SSE chief executive Alistair Phillips-Davies said: “The development of the East Coast link is one of the most exciting energy developments over recent decades and is essential to delivering the UK’s 40GW offshore wind target by 2030 and critical to our own commitment to build a network for net-zero emissions.

“With the eyes on the UK ahead of COP26 next year, this project clearly demonstrates how the UK is leading the world in tackling the climate emergency and supporting thousands of jobs and supply chain opportunities.”

The Eastern Link project is expected to create hundreds of employment opportunities during the construction and operational phases.

Once operational, the 440km underwater super-highway would significantly increase the UK’s capacity for clean, green renewable power.

The clean energy delivered by the cable will be sufficient to power four million homes.

Green energy will be transmitted from the east of Scotland to two points in the north-east of England including Selby and Hawthorn Point.
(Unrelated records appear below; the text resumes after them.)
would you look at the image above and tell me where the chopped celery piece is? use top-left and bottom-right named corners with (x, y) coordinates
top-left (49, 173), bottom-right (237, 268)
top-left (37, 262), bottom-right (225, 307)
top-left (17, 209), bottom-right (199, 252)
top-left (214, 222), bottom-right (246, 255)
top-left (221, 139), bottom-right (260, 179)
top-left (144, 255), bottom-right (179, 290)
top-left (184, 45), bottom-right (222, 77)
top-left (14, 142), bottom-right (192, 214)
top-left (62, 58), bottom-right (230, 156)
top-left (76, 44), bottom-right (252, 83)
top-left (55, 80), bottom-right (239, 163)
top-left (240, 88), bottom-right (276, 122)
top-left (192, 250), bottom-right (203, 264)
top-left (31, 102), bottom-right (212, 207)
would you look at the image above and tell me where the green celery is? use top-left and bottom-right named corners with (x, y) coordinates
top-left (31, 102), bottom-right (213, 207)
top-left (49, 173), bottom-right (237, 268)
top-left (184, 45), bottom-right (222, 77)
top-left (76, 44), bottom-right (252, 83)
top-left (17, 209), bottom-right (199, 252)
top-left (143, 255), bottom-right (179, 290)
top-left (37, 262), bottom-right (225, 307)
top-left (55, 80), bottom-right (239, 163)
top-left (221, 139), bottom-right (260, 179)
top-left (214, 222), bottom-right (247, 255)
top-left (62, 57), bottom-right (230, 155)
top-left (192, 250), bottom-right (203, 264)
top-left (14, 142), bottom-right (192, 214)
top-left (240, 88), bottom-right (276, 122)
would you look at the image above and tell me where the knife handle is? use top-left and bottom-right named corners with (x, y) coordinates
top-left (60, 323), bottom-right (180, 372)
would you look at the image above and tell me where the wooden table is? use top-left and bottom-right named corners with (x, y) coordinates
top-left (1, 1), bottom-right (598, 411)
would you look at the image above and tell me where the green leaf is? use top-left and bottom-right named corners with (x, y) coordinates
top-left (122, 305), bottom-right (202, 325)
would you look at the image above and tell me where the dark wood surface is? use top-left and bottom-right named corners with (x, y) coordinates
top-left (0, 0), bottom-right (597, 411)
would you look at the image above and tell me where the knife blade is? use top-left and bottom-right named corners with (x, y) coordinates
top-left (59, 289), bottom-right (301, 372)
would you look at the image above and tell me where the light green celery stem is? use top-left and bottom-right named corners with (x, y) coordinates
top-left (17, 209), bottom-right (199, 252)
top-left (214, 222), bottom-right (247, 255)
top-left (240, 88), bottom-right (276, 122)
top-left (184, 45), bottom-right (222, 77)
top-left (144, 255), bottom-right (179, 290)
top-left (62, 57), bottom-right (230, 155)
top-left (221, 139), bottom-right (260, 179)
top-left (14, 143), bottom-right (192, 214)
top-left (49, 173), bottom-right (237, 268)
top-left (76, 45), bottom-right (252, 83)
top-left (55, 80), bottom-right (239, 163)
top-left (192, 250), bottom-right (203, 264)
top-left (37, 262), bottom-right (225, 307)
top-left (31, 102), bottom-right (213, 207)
The construction works on the Eastern Link are expected to begin from 2024.

National Grid UK executive director Nicola Shaw said: “This project will help transport enough renewable electricity for around 4.5 million homes across the UK and will become part of the backbone of the UK’s energy system.

“It’s a great example of companies working together on impressive engineering feats that will help the country hit its net-zero carbon target by 2050.”